Of course because capital gains are tilted so heavily to high income Canadians, so too are the benefits from the preferential treatment of this type of income. The chart below illustrates who gets the benefit of the current policy that treats capital gains differently from other forms of income. We see that 61 per cent of the benefits flow to individuals with incomes over $250,000. Another 23 per cent of the benefits flow to those earning between $100, 000 and $250, 000. Just 16 per cent of the benefits flow to individuals with incomes under $100, 000—a group that constitutes about 90 per cent of tax filers.

 

What does this look like at the individual level? For tax filers in the $250,000-plus category with taxable capital gains, the average tax savings from preferential treatment of capital gains averaged $64,000 in 2017. For those earning less than $100, 000 with taxable capital gains, the savings from preferential tax treatment averaged just $1,179.

It is clear that the preferential tax treatment of capital gains is highly regressive and benefits the richest among us. What is entirely unclear is what economic benefits are derived from this inequitable tax measure.

The federal Department of Finance says the rationale is “to encourage or attract investment [and] to support competitiveness.” But a tax benefit for only domestic shareholders is unlikely to have much impact on investment in Canada’s open economy.

It is sometimes suggested that capital gains taxes discourage risky investments. But, as economist Jack Mintz has argued, a capital gains tax that treats losses and gains symmetrically should have no impact on risk taking.

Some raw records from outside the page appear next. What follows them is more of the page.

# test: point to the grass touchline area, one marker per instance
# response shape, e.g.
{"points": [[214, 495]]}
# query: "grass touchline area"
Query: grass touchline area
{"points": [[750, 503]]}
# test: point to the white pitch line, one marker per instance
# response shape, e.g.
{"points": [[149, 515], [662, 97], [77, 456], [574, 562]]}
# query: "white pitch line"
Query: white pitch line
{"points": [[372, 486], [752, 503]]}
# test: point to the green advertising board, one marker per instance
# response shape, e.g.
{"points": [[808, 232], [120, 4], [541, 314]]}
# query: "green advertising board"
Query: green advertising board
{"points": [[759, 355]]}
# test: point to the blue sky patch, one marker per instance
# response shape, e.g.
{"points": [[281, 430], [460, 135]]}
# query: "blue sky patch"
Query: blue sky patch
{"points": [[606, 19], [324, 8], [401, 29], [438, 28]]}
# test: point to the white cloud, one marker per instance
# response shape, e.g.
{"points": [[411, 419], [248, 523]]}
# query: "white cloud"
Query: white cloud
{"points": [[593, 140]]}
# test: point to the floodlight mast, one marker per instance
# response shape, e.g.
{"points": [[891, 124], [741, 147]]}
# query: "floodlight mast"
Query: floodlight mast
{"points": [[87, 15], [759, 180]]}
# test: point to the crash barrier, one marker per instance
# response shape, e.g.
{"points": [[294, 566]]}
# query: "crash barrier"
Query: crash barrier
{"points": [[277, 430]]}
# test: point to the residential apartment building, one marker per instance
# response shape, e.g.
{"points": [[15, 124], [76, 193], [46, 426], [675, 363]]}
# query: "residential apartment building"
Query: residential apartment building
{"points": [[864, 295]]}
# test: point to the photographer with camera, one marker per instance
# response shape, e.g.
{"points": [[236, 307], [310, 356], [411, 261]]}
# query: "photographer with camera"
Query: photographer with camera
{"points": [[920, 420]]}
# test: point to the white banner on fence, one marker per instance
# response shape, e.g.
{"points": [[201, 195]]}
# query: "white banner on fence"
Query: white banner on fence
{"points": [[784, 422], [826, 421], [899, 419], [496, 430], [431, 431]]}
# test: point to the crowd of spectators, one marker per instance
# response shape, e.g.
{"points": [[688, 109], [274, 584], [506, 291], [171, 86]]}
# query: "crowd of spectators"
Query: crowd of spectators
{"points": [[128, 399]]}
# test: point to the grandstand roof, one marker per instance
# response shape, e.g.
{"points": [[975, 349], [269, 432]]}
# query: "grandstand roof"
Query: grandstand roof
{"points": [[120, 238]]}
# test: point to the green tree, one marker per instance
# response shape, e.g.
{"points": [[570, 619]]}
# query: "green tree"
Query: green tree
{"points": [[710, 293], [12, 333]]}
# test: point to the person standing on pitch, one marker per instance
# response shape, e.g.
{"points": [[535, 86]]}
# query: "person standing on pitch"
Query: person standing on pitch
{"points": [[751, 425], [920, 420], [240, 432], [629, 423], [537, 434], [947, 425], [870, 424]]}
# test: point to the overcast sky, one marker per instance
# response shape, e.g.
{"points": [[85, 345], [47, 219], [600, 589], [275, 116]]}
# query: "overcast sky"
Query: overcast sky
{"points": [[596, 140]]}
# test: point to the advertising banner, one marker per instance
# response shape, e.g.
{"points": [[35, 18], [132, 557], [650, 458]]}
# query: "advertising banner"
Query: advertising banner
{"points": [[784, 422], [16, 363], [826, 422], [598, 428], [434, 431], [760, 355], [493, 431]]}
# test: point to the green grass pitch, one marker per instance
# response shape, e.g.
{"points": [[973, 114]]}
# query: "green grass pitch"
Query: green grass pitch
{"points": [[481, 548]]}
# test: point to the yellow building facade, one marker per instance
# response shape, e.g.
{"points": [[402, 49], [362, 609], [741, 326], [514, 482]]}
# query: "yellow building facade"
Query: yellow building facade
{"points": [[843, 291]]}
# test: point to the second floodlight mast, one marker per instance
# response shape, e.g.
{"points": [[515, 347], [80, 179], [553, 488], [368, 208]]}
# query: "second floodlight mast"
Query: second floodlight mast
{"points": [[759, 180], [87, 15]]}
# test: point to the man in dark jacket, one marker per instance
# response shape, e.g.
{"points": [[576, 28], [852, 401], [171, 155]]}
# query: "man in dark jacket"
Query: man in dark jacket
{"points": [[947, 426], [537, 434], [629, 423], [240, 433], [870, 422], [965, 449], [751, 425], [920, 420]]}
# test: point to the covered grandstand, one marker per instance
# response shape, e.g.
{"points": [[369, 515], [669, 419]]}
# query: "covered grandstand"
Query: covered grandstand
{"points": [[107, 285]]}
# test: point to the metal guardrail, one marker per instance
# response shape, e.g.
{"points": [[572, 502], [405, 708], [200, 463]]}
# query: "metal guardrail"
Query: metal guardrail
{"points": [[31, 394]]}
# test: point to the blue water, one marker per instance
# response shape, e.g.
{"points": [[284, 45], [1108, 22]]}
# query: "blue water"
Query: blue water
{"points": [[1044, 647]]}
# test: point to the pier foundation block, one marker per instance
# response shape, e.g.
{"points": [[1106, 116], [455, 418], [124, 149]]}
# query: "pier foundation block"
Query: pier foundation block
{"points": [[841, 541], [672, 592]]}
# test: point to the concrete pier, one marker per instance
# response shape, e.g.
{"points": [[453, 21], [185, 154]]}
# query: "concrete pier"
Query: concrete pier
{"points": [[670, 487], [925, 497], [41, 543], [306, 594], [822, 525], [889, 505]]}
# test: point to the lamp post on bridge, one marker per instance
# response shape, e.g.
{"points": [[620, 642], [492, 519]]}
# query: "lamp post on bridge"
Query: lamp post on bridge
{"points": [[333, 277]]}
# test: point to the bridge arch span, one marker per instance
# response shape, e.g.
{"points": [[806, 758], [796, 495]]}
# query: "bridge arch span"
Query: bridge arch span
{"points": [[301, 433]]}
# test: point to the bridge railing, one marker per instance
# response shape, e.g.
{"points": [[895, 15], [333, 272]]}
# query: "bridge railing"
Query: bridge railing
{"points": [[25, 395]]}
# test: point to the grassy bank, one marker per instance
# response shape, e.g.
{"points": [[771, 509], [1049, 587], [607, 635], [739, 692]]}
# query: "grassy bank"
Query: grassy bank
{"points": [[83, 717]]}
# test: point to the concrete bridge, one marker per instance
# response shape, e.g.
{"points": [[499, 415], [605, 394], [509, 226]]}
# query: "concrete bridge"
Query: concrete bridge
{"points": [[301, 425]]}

The economic arguments for such strong preferential treatment for capital gains don’t withstand much scrutiny. In fact, it creates harmful economic distortions for both large corporations and small businesses as they face incentives to make business decisions that distribute benefits in the form of capital gains instead of dividends or salaries. It is almost never good news for productivity when business decisions are driven by tax planning considerations.

So the effective tax rate on capital gains inclusion rate should rise. But how much? Raising capital gains tax rates across the board by 50 per cent would approximately eliminate the tax advantage for gains over dividends, for both large corporations and small private businesses. Under this change, the tax advantage of income earned on capital gains compared to labour income would also shrink dramatically, making our tax system fairer.

It would also raise substantial new revenue. With accompanying changes in the taxation of corporate capital gains, I estimate the reform would increase federal and provincial income tax revenue by as much as $16 billion annually.

Trying to make our tax system more progressive is a reasonable objective, but increasing the tax rate on capital gains is a much better way to do it than an annual wealth tax. It would be simpler and cheaper to implement, while reducing the economic costs of tax avoidance behaviour. And it would raise far more revenue than the wealth tax recently proposed by the NDP. The case for an increase in capital gains taxation seems clear.

For wealthy Canadians, January is capital gains season. If you are one of the lucky few who realized gains this year, then congratulations. Now, would you mind paying your fair share in taxes?